Red Game Without a Great Name is a touch-based Vita game with a standout visual style and a heavy dose of tablet-inspired action/puzzle gaming.
The Vita has increasingly become a platform for indie developers and publishers. This is partly because of a lack of first party support, but also because of digital distribution through the Playstation Store. Much richer in terms of content than Nintendo’s store for 3DS owner, the Playstation Store is home to an ever-growing collection of small Vita games – and Red Game Without a Great Name is one of them. Unlike the majority of games, however, Red Game wasn’t developed with traditional consoles and handhelds in mind. The initial platform for Red Game was iOS, which shows in the heavy use of the Vita’s touch screen.

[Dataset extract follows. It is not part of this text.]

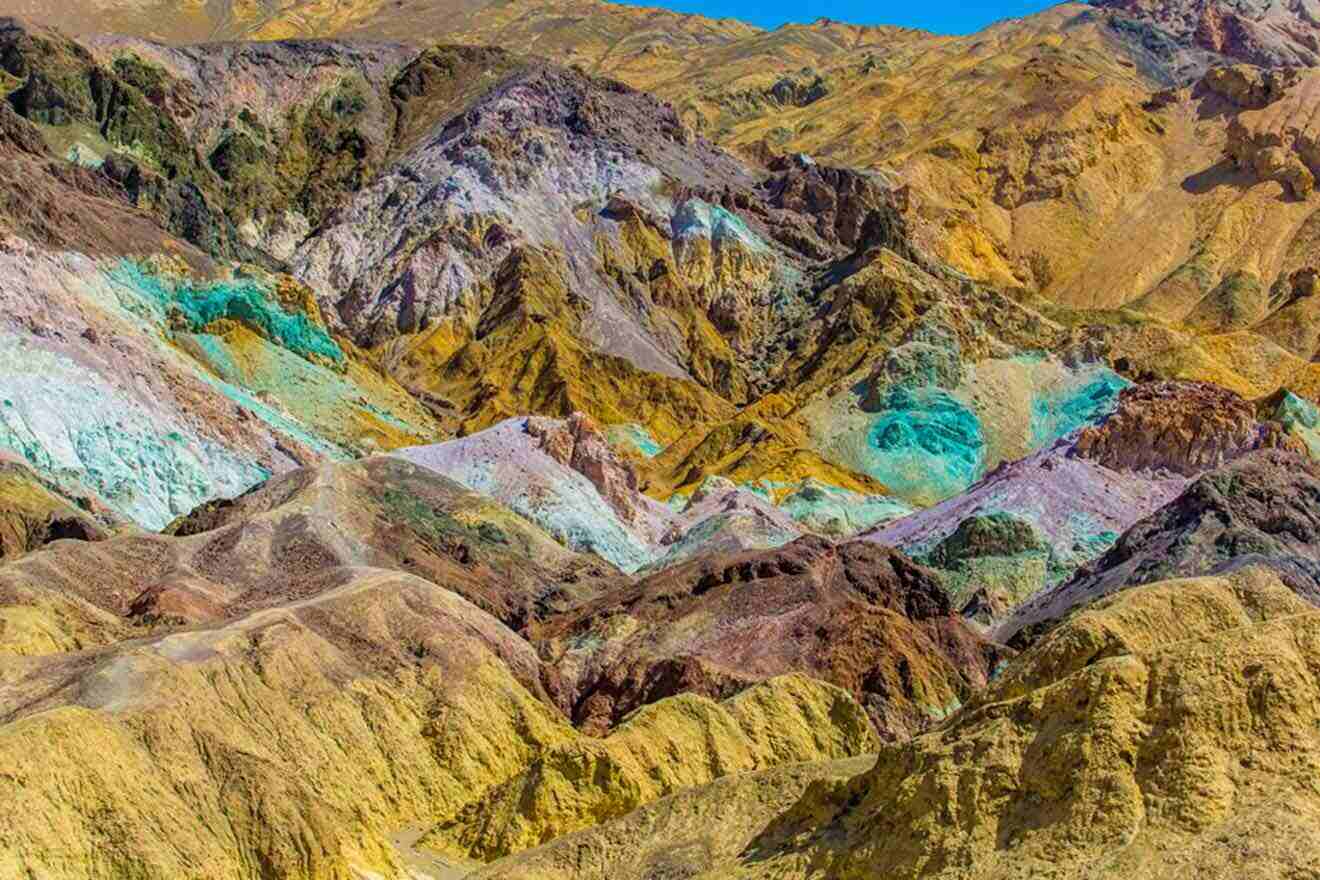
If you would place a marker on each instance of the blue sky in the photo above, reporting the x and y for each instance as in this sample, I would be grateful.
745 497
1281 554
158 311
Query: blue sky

In terms of visual style, Red Game Without a Great Name reminded me of Badland, which we covered for the Vita last year. It’s a striking style which effectively uses shades and darkness to offer contrast – in the case of Red Game, contrast with the color red. A lot of red. Despite the similarities, it’s an eye-catching look and it makes for a visually attractive game.
Carefully navigating through levels is another similarity to Badland, but Red Game is a different beast altogether. Optimized for touch, expect to be swiping your way through the game’s 60 or so levels – with a learning curve easing you through the first 10 or so. The core mechanic remains the same throughout the entire game though – you launch your mechanical bird across the screen using finger swipes, with ever more complicated traps standing in your way and in the way of the different collectibles you need to get to a “100% complete” status.
It’s easy to pick up, it’s addictive, but harder to master than you’d think at first. This isn’t just because of the learning curve, it also has a little to do with the Vita as a hardware platform. With a touch screen that’s considerably smaller than an iPad, it’s harder to be accurate when launching – and this will most definitely result in moments of frustration where you thought “you had it”. You’re also under time pressure, making things more challenging, and we’ve spotted a few cases where we couldn’t blame a death solely on the Vita’s screen size – cases where the conversion to the Vita (and its controls) just felt unoptimized. Here’s hoping for a patch that will rectify some of these issues.
Luckily, the level design in the game is excellent – it’s that perfect balance of “I can do it!” and “man, this is frustrating!”. This makes Red Game Without a Great Name a great diversion when traveling and good value for its (budget) price. However, the game is more at home on its native iOS platform, so if you have an iPad then you might want to check that version out instead. If not, then it’s a decent example of tablet-style gaming for your Sony handheld.